The CRUK RadNet Manchester Unit was one of only three major units awarded. It builds on the 10-year history of an external collaborating “One Manchester” approach to cancer team science in radiotherapy-related research (RRR). This has been achieved by our multi-disciplinary expertise in biology, clinical oncology, physics, software development, engineering and imaging. Manchester is recognised nationally as a Clinical and Translational Radiotherapy Research Working Group (CTRad) Centre of Excellence in Radiotherapy Research and the only centre in the UK with strength across all disciplines (biology, clinical, physics, technology).

The CRUK RadNet Manchester Unit Vision statement is: “As an integrated world-leading translational radiation oncology programme, we address the challenges of diverse patient characteristics to achieve individualised physical and biological targeting based on real-time outcomes and a deep mechanistic understanding of immune response, comorbidity and genomics.” This Vision aligns with CRUK’s research strategy through Collaborative Hubs and new science.
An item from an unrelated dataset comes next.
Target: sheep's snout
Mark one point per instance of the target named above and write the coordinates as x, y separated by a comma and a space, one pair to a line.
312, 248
Interview date – 8 January 2021

Funding Notes

This project is funded via CRUK RadNet Manchester. Funding will cover UK tuition fees/stipend only (currently at £19,000 per annum) and running expenses. The University of Manchester aims to support the most outstanding applicants from outside the UK. We are able to offer a limited number of bursaries that will enable a limited number of full studentships to be awarded to international applicants. These full studentships will only be awarded to exceptional quality candidates, due to the competitive nature of this scheme.

The duration of this project is four years to commence in October 2021.